Are both of those statements accurate in all respects?


Senator CHRIS EVANS (Leader of the Government in the Senate) —I am not quite clear what Senator Brandis is seeking to establish but it seemed to me those statements were consistent.


Senator Brandis —Are they accurate?


Senator CHRIS EVANS —My understanding is that, during the period of the election campaign, work was going on at Curtin base to accommodate the provision of the base to a maximum of 600 persons; persons were already being accommodated there but there was further work securing them. The key point of yesterday’s debate was an allegation by the opposition that somehow authority had been given for extensions to capacity at various bases without public announcement. I think the answers that were given yesterday confirmed the longstanding practice taken by this government that when extensions to detainee accommodation were required, a decision, when taken, was then publicly announced. That was certainly my practice.

I think the information yesterday reflected the fact that those decisions, when taken, were publicly announced and that the new Minister for Immigration and Citizenship, Mr Bowen, announced—I think on the 17th; certainly since he took over the portfolio—further decisions in relation to accommodation. I think both the Prime Minister and Senator Carr were trying to be helpful in conveying that information, and that is what they sought to do.


Senator BRANDIS —Mr President, I ask a supplementary question. Can the minister assure the Senate that no works for stage 2 accommodation at Curtin detention centre were either tendered for or undertaken during the period of the election campaign?


Senator CHRIS EVANS (Minister for Tertiary Education, Skills, Jobs and Workplace Relations) —I can only say that any government decision in relation to extension of detention facilities would be taken by government in the normal way and announced. Those announcements have been clear. The decisions have been clear. We have been totally consistent in that regard. There was a lot of speculation around the extension of facilities during the election campaign, as there had been previously, because every time the department went, under normal circumstances, for contingency planning to look at a site or consider alternative accommodation there was community discussion and invariably press coverage. But that is different from government making a decision to increase accommodation capacity, and when those decisions were taken they were announced.


Senator BRANDIS —Mr President, I ask a further supplementary question. I note the minister’s failure to provide the assurance sought. Can the minister confirm that contractors and subcontractors undertaking or tendering for work at the Curtin detention centre during the period of the election campaign were required to sign confidentiality agreements?


Senator CHRIS EVANS (Minister for Tertiary Education, Skills, Jobs and Workplace Relations) —I cannot confirm that. I am sure the arrangements were in accordance with normal departmental arrangements, but I cannot confirm that for the senator.


Senator Brandis —Mr President, I rise on a point of order. I asked the minister a question. He said that he was unaware. In these circumstances it is appropriate for a minister to take the question on notice if he cannot provide an answer here and now.

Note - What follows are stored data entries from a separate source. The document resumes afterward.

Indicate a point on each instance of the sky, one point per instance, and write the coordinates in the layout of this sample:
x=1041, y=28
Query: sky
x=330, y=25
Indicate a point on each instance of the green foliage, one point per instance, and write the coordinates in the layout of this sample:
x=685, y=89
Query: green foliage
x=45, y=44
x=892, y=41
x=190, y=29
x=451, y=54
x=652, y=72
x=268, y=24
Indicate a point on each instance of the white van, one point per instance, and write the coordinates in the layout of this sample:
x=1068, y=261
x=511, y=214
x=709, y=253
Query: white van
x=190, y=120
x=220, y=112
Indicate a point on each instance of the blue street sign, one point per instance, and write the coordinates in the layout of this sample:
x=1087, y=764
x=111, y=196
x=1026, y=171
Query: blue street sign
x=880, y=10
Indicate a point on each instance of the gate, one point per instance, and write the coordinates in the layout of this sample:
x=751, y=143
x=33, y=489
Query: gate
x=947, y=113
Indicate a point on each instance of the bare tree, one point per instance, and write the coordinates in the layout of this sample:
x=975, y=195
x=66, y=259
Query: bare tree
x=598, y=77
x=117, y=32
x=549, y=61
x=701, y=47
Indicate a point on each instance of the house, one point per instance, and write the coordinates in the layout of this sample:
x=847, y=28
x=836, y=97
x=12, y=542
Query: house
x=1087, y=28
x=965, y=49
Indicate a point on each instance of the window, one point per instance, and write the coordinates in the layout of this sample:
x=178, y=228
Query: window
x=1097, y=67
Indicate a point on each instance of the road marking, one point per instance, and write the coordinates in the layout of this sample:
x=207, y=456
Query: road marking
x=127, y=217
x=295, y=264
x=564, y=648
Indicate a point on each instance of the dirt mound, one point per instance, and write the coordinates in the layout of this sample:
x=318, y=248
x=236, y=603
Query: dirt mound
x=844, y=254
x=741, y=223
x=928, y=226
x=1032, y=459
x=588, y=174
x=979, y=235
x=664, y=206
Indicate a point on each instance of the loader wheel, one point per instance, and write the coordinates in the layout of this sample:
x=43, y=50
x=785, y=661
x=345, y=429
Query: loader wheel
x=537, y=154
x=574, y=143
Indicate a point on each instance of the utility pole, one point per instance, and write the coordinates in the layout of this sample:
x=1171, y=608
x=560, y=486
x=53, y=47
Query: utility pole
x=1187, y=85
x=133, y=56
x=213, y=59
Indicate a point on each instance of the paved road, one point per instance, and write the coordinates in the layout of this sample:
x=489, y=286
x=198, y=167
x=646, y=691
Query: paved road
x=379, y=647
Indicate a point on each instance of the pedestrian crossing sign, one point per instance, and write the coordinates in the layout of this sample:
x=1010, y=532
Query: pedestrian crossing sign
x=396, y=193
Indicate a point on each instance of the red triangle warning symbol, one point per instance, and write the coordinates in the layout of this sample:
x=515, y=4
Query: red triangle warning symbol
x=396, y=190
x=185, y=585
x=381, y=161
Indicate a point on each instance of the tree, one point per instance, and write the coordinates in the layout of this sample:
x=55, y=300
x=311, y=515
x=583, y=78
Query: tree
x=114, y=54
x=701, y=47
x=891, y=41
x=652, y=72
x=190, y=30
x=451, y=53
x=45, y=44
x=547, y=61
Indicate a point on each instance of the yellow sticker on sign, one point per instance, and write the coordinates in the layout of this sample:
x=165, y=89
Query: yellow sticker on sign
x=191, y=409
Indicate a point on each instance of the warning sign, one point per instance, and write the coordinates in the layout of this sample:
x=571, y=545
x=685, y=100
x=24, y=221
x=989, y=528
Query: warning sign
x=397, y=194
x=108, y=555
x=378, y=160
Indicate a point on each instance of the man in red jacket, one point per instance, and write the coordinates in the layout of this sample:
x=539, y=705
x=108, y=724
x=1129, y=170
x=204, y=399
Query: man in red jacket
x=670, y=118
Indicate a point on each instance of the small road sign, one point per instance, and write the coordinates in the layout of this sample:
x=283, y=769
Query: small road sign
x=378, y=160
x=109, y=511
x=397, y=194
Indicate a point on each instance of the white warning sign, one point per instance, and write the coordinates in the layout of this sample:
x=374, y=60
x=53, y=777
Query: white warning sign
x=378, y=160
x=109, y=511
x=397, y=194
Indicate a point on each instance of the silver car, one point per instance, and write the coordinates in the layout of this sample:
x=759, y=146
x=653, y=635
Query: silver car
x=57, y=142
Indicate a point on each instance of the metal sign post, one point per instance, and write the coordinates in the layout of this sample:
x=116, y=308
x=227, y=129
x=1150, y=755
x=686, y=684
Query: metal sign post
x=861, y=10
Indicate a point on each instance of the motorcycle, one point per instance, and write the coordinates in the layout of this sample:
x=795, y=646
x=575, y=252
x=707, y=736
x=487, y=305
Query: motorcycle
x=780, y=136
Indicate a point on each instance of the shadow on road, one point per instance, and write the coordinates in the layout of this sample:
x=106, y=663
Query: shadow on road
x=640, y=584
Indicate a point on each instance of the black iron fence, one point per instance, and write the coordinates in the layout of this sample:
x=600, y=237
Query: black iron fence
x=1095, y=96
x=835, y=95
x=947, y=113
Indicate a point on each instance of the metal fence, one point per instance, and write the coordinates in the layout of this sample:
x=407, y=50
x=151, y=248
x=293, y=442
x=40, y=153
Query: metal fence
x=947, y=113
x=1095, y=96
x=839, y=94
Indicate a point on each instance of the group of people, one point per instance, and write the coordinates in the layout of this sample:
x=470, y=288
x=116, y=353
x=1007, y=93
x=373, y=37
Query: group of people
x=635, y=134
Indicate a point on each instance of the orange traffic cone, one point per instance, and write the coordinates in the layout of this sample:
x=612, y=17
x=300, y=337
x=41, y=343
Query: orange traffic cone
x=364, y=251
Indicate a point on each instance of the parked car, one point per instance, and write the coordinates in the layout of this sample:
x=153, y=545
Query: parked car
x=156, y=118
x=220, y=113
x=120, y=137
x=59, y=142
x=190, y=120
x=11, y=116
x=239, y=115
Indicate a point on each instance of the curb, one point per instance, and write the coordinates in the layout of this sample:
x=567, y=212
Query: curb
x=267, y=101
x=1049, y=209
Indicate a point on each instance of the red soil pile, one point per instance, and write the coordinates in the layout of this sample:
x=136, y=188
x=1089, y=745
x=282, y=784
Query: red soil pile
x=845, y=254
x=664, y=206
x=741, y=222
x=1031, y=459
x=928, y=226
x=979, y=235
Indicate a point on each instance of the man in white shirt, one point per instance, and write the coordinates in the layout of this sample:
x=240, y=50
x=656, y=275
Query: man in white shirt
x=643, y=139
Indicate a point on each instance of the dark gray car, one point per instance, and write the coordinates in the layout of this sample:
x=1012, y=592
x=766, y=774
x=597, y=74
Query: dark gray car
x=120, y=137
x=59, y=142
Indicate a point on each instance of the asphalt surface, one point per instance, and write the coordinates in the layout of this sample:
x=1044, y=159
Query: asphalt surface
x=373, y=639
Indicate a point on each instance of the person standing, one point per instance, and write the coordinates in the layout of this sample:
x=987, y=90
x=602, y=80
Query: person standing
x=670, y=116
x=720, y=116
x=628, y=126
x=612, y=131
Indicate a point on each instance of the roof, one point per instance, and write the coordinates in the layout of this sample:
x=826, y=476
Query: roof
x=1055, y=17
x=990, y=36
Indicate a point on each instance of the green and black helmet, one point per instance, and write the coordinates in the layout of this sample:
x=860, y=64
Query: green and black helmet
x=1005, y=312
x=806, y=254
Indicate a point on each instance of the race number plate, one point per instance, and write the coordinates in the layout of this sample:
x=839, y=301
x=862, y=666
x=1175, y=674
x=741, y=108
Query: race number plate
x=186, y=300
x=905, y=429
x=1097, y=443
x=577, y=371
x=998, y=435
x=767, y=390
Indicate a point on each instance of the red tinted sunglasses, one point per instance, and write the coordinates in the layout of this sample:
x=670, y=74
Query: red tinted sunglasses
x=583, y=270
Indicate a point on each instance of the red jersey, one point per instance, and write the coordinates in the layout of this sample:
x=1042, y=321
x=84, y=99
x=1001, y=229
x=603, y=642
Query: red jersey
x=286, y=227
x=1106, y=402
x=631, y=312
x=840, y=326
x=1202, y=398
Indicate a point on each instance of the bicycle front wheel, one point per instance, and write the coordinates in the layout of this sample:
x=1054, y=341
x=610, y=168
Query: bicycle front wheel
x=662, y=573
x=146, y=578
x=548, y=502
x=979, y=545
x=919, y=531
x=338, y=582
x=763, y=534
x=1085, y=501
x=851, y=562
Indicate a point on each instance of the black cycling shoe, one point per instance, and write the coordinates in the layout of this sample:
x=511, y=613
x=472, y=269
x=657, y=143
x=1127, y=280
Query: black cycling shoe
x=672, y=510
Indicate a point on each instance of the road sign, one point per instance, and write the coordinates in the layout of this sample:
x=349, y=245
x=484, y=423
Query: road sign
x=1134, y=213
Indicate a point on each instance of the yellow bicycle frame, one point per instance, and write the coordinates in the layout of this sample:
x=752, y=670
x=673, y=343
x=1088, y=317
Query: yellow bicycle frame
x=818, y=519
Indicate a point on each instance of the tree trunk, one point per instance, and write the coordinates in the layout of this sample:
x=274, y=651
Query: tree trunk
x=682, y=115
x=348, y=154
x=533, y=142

The PRESIDENT —That is a further supplementary question that was by way of interjection across the chamber which I cannot possibly respond to. I did hear the interjection, but it is a further supplementary question which you are now asking. I would expect that you would need to convey that to the minister.


Senator Brandis —I merely point out that in circumstances of this kind the custom is for the minister to take the question on notice.


The PRESIDENT —There is no point of order there, but I have made it clear that the minister had sat down. He had completed his answer. The issue that you raise was by way of interjection. I did hear the interjection, and the minister, I know, did not respond to the interjection. I know that I encourage people around this chamber on both sides not to respond to interjections, but if the minister decides to take that up, that is a matter for the minister in the conduct of his role as a minister.